Part of taking a wellness sabbatical is allowing yourself to spend time thinking through what gives your life meaning and purpose, and how you can get there. Here are two suggestions for how to do this, both from Silverman:

  • Be creative: Just because you haven’t picked up a paintbrush or sung in a choir since elementary school, that doesn’t mean you’re not creative. “Right now, many of us are feeling fear and anxiety about our health, our livelihoods, and uncertainty about the future,” Silverman explains. “When we express these feelings through a creative medium, whether it be an art piece, dramatic role, music, poetry, or dance, they take on a form outside of us and become less overwhelming.” During your wellness sabbatical, she recommends taking an hour to let yourself explore a creative medium, including something as simple as cutting out images from a magazine and gluing on paper to make a collage, or singing or dancing (or both) along with your favorite album.
  • Find meaning and purpose: Give yourself the time and space to reflect on what brings meaning and purpose to your life. One way to do this is to find a book or guide for connecting with your inner feelings that allows you to access the deepest part of you that gives your life meaning and purpose.

What are some of the benefits of an at-home wellness sabbatical?

As we know, stress can wreak havoc on our bodies and make us feel miserable, sick, and exhausted. But, as Leblanc points out, we are not always aware of when we are under stress because our symptoms have become so familiar that we think they are normal. And it certainly doesn’t help when you look around and see so many others with the same symptoms—this only reinforces the idea that living with stress is just the way it is. “When you no longer recognize your stress level, or when you ignore your symptoms of stress, you are at greater risk of experiencing burnout,” Leblanc explains. “An at-home wellness sabbatical can help you pause and reflect on how you’re spending your time and energy and whether it’s really working for you. It can help you press the reset button on your life and help you realign yourself with your goals, values, vision, and with your own wellness needs.” 

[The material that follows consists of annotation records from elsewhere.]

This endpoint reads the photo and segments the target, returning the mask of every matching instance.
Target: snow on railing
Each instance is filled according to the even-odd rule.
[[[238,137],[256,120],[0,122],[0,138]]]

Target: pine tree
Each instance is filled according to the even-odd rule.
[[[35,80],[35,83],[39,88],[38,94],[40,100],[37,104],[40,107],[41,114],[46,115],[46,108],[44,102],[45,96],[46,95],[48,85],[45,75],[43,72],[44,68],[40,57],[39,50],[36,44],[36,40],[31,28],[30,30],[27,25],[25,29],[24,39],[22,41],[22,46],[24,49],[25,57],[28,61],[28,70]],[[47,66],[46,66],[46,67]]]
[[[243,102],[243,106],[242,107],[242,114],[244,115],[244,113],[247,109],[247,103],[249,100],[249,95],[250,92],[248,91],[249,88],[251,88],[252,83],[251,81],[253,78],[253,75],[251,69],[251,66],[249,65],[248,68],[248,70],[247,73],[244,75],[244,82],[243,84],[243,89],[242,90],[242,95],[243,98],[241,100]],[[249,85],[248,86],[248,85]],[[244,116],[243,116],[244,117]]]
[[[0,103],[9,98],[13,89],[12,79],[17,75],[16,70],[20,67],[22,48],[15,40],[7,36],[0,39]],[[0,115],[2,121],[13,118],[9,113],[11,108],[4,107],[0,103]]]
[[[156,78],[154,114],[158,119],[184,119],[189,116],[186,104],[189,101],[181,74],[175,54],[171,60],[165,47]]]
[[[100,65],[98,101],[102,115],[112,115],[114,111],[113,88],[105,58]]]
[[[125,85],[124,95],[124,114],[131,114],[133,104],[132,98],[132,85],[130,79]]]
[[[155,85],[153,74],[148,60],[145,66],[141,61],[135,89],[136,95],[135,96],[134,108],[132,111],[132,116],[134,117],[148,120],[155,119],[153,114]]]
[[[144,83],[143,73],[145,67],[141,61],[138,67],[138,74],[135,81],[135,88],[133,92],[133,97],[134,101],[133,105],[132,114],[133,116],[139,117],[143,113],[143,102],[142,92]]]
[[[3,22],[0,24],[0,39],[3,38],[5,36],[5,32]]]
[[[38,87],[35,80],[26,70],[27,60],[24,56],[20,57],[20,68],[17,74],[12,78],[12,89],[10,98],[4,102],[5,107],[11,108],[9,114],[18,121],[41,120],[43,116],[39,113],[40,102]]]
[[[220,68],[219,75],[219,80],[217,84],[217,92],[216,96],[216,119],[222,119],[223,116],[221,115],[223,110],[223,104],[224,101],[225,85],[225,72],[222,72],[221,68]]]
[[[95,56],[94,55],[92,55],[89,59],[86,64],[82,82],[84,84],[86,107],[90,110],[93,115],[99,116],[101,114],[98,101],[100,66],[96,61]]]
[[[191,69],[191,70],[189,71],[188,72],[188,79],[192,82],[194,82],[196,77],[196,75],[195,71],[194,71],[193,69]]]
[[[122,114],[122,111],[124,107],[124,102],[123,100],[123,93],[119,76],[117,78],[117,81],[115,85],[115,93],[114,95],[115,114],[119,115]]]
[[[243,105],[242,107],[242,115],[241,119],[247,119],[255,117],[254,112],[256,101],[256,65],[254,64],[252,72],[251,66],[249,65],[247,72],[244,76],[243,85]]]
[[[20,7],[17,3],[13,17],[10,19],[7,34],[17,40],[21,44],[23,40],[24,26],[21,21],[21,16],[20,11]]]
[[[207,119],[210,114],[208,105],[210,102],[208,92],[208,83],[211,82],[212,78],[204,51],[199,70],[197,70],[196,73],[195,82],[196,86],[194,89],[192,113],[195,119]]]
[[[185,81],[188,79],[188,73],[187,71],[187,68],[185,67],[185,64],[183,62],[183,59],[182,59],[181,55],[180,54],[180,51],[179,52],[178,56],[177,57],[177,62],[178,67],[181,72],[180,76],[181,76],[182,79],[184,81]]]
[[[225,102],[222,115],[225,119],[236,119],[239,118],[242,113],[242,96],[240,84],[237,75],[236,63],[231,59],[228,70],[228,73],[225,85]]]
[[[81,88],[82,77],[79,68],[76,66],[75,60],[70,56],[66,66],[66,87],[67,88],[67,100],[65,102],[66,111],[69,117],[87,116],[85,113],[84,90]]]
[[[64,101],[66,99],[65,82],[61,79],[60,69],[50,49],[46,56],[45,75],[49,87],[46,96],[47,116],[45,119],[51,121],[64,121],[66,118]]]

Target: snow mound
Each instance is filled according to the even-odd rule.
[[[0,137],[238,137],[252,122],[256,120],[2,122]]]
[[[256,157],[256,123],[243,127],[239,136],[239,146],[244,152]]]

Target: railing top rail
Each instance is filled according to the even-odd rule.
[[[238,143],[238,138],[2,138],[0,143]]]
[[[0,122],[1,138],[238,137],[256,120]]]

Not only does an at-home wellness sabbatical give you a chance to slow down and pay attention to how you feel—while still being able to get work done—it’s also a helpful way to reset your daily schedule, even once the sabbatical period is over. Taking a two- or three-week sabbatical can repattern your brain so that new neuropathways develop to reinforce your new choices, Silverman explains. “Once we have experienced a more balanced and healthier lifestyle, we can learn to integrate this into our daily lives,” she says. “Stretching first thing in the morning becomes our new habit, as natural as brushing our teeth. Going for a daily walk is as essential as doing laundry. Taking time to meditate and be creative is just as necessary as taking a shower.”